Talvez seja eu que não a estou a ver bem.

Todos os produtos que procura promover com o seu sorriso perfeito são biológicos e saudáveis. As receitas um menu de cores que pauta pelo equilíbrio, conduzindo-nos a acreditar que se as fizermos, o nosso sangue se tornará mais vivo, mais puro, respiraremos enfim melhor. Fala de modo suave.

E é por isso que reparo naquele pormenor das pestanas postiças. Aquele bocadinho de negro que lhe prolonga o olhar mas a coloca no lugar do fútil e do acessório. Já não a imagino a vir da horta sem luvas. E nada do que apresenta me parece realmente verdadeiro, falta-lhe um bocadinho de sujidade, um dente mais torto, um cabelo fora do lugar. A natureza é bela mas não é perfeita. 

~CC~

sexta-feira, 7 de junho de 2019

Liberdade



Foi ontem, na biblioteca da Assembleia da República. Nunca tinha entrado na biblioteca e é bastante bonita. Não era uma homenagem à Natália Correia mas o lançamento de uma revista em que ela é a personagem escolhida (Faces de Eva). Acho que ela, que acreditava em Deus e não sei se na vida para além da morte mas acho que foi ela quem enviou a chuva que inundou a tarde. Nunca poderia ter sido uma vulgar tarde de Junho, com sol de Verão e cheiro a sardinha. Foi uma tarde molhada, caótica, com o que resta do cheiro a terra no interior de uma cidade. Tive uma genuína vontade de chorar que consegui conter pois não me apetecia fazê-lo ali, entre tantos estranhos. 

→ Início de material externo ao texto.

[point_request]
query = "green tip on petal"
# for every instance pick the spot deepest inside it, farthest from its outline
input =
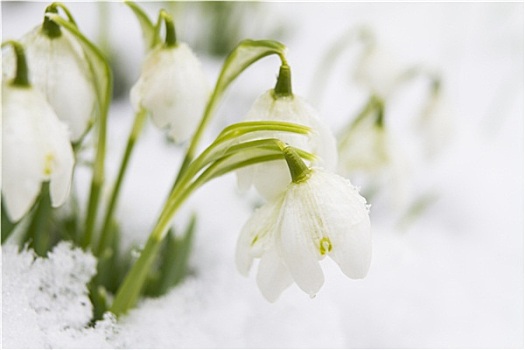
(171, 37)
(298, 169)
(22, 71)
(283, 87)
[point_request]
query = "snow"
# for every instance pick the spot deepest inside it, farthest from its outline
(452, 279)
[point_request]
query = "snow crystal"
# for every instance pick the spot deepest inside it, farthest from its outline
(44, 296)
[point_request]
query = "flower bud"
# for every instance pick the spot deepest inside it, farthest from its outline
(172, 87)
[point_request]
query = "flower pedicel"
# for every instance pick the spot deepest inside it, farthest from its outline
(280, 104)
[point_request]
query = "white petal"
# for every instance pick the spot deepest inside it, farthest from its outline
(271, 178)
(353, 251)
(173, 87)
(22, 151)
(257, 235)
(58, 68)
(296, 245)
(60, 183)
(245, 178)
(273, 276)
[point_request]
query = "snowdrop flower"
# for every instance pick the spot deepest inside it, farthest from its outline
(173, 88)
(319, 214)
(59, 69)
(365, 146)
(271, 178)
(435, 125)
(35, 149)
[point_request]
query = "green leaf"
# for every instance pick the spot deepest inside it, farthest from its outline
(173, 257)
(7, 225)
(150, 32)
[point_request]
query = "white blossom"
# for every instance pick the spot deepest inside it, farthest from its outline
(322, 215)
(35, 148)
(173, 88)
(59, 69)
(271, 178)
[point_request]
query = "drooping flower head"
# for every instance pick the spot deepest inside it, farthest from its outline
(172, 87)
(319, 214)
(60, 70)
(35, 148)
(280, 104)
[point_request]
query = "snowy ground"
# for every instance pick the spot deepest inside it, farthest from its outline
(453, 279)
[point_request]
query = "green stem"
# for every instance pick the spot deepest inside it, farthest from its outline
(38, 234)
(226, 77)
(138, 124)
(129, 291)
(103, 82)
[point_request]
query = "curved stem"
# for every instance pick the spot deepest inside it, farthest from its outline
(138, 124)
(235, 64)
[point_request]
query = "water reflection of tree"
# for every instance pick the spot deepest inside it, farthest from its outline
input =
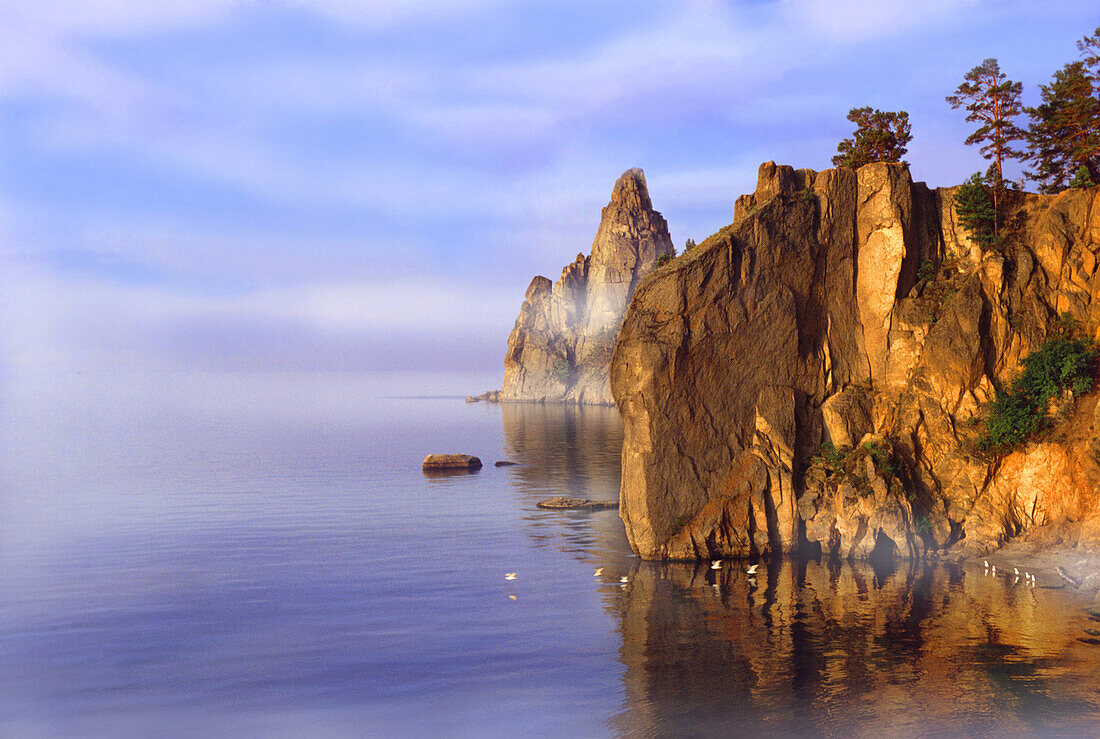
(820, 648)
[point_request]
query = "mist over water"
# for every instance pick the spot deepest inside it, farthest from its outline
(209, 552)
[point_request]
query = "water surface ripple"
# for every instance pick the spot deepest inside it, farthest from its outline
(213, 553)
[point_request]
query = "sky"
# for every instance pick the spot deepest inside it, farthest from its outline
(372, 185)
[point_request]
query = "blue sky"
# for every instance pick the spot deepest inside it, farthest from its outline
(266, 184)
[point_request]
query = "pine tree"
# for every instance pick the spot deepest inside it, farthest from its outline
(1065, 128)
(879, 136)
(991, 100)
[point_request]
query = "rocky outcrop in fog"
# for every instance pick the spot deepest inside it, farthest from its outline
(561, 344)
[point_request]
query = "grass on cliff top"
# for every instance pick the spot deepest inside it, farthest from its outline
(1020, 411)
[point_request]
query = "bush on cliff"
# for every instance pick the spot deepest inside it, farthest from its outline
(1020, 411)
(880, 135)
(977, 214)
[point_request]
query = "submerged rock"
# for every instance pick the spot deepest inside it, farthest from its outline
(562, 341)
(443, 462)
(804, 322)
(576, 503)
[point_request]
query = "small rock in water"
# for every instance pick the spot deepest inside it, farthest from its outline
(576, 503)
(435, 462)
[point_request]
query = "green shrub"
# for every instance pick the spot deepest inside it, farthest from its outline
(926, 271)
(1020, 411)
(666, 258)
(1081, 178)
(831, 458)
(975, 208)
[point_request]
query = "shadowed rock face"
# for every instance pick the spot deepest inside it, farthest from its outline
(803, 322)
(561, 344)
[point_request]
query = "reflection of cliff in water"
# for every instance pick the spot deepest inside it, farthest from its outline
(571, 451)
(826, 648)
(564, 449)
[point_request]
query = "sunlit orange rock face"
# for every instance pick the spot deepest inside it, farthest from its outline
(849, 307)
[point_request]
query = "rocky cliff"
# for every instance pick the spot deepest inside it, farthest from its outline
(561, 344)
(848, 307)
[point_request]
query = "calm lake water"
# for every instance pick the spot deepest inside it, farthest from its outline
(207, 554)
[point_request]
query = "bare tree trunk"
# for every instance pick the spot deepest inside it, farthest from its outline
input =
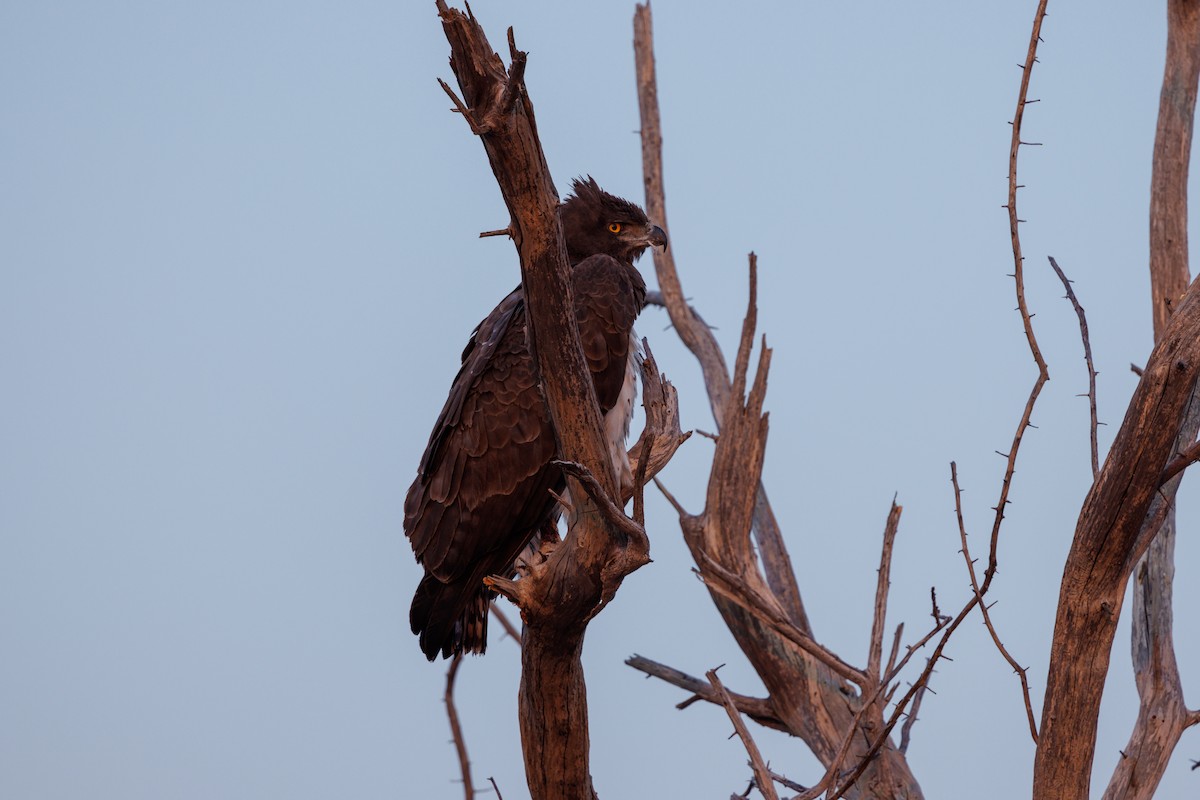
(1163, 715)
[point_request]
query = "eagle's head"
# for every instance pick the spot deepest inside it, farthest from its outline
(597, 222)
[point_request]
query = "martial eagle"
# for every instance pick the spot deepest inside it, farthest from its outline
(484, 486)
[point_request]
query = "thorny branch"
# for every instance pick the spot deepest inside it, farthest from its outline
(1019, 280)
(983, 607)
(1087, 358)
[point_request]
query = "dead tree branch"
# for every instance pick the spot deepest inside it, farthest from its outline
(695, 334)
(1019, 280)
(809, 692)
(1087, 359)
(756, 708)
(1163, 716)
(460, 743)
(761, 774)
(983, 607)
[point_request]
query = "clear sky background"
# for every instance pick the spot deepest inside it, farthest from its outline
(239, 262)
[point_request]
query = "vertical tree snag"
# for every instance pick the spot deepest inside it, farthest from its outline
(563, 591)
(1163, 715)
(1109, 540)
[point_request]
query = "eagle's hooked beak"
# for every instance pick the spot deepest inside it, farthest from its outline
(657, 236)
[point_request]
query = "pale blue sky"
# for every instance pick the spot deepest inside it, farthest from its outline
(238, 263)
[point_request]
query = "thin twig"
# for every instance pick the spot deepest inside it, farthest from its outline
(762, 776)
(875, 655)
(1019, 280)
(983, 607)
(756, 708)
(1087, 358)
(460, 744)
(911, 720)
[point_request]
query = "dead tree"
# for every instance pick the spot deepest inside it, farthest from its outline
(845, 714)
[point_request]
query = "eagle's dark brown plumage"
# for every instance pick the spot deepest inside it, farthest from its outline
(483, 487)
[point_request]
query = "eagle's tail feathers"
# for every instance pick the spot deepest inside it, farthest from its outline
(445, 623)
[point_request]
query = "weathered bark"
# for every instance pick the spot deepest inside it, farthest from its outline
(1163, 715)
(805, 695)
(1107, 546)
(579, 577)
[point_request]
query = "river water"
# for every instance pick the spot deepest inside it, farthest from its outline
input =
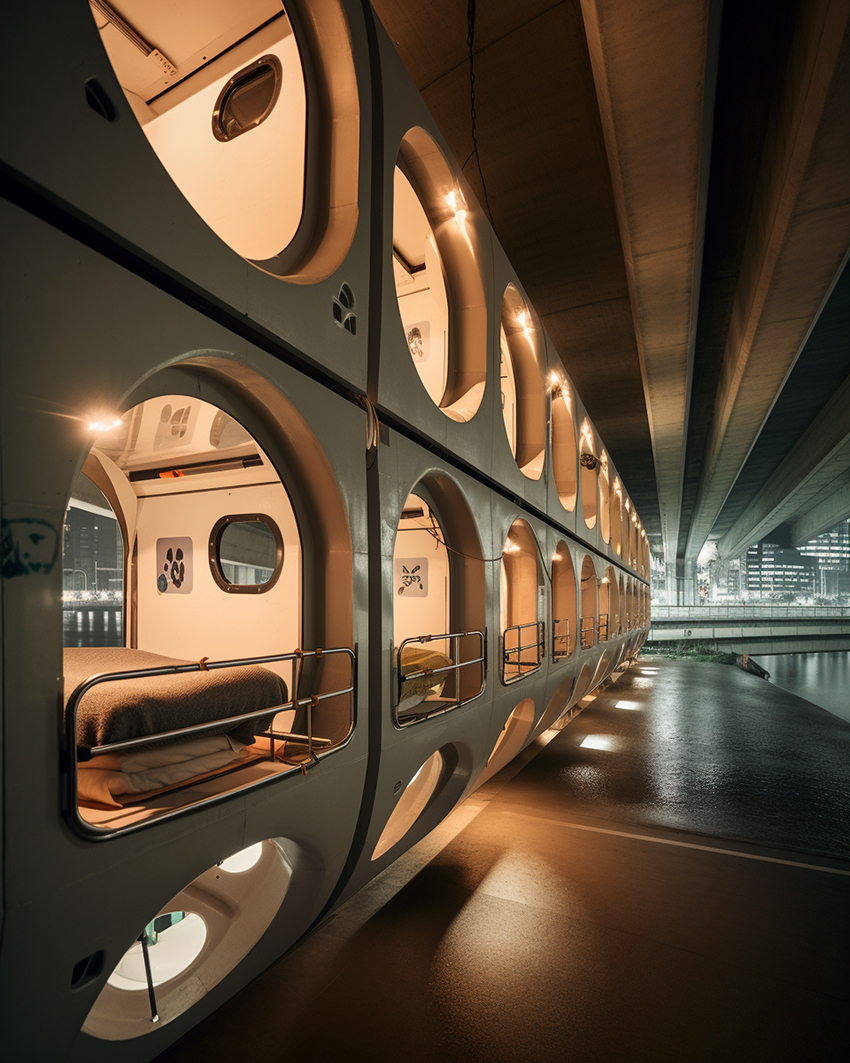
(820, 678)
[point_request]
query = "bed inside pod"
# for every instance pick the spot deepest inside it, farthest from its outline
(184, 583)
(438, 656)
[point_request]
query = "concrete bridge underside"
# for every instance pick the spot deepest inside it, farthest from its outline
(768, 636)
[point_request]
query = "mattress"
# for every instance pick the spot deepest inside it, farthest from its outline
(418, 658)
(133, 708)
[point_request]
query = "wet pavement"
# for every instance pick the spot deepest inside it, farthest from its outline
(666, 879)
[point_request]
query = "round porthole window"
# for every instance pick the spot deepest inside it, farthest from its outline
(173, 941)
(245, 553)
(248, 98)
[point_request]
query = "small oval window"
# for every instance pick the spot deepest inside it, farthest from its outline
(245, 553)
(248, 98)
(173, 940)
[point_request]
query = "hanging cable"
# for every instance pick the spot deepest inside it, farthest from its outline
(473, 115)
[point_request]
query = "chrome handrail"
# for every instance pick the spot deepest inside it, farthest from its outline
(73, 753)
(563, 638)
(455, 667)
(517, 650)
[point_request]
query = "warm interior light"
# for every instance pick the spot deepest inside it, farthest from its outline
(243, 860)
(458, 209)
(104, 425)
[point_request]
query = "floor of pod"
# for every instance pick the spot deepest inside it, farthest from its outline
(667, 877)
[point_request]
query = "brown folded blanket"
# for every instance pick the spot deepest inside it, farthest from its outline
(132, 708)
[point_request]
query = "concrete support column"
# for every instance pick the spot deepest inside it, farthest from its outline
(686, 581)
(680, 579)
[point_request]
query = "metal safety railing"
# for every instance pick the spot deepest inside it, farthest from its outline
(438, 704)
(73, 753)
(524, 665)
(561, 647)
(710, 611)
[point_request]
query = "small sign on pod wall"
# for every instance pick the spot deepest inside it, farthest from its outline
(410, 576)
(174, 566)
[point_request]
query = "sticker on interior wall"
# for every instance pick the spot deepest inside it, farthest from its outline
(419, 338)
(28, 546)
(410, 575)
(175, 426)
(174, 566)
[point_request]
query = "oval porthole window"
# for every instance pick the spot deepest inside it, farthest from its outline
(248, 98)
(245, 553)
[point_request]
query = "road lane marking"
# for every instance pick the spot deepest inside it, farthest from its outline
(683, 845)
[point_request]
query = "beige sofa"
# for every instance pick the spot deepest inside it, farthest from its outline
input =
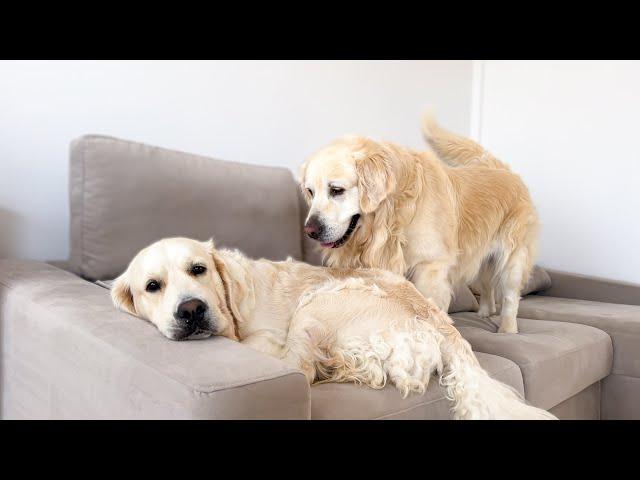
(67, 353)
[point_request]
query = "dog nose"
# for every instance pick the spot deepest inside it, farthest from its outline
(191, 311)
(313, 228)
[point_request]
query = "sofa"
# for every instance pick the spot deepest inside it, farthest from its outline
(67, 353)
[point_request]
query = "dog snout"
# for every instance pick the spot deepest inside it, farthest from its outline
(191, 311)
(314, 228)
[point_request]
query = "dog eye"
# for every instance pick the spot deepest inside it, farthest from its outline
(198, 269)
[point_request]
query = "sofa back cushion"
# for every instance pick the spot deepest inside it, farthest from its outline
(125, 195)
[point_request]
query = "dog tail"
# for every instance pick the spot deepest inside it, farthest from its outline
(454, 149)
(475, 395)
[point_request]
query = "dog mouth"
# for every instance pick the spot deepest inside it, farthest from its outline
(352, 226)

A tristeza e a revolta da Natália tornaram-se matéria ainda mais verdadeira e mais humana no interior do táxi. É fácil, falávamos sobre Lisboa. E o condutor contou as histórias, as dele e as de quem se senta naquele banco. As histórias das pessoas que perdem os bens por deverem à banca menos de 80 mil euros que não conseguem pagar e que vêm negadas todas as hipóteses de negociação, assistindo assim a vendas em hasta pública que rapidamente são tomadas por grandes fundos imobiliários previamente avisados. As histórias das pessoas acossadas pelos proprietários das casas que alugam, não poderei esquecer a da velhota que o senhorio deslocou de Alfama para uma casa minúscula em Chelas, dizendo-lhe que era em Lisboa e numa zona muito mais calma. 

Natália Correia teria escrito sobre isto poemas de farpas e sangue. E teria cantado, como a ouvi ontem fazer com Amália,  quem se não ela não teria medo de cantar a meias com a fadista...

Hei-de requisitar na biblioteca mais próxima o Botequim da Liberdade.

~CC~










quinta-feira, 6 de junho de 2019

Identidade(s)



A paisagem molda-me.

Por isso fico quieta com o coração a bater suave junto ao chaparro e ao monte de pequenas roseiras bravas vermelhas, com os olhos presos em tudo o que dali avisto e é apenas o céu, as árvores, algumas aves.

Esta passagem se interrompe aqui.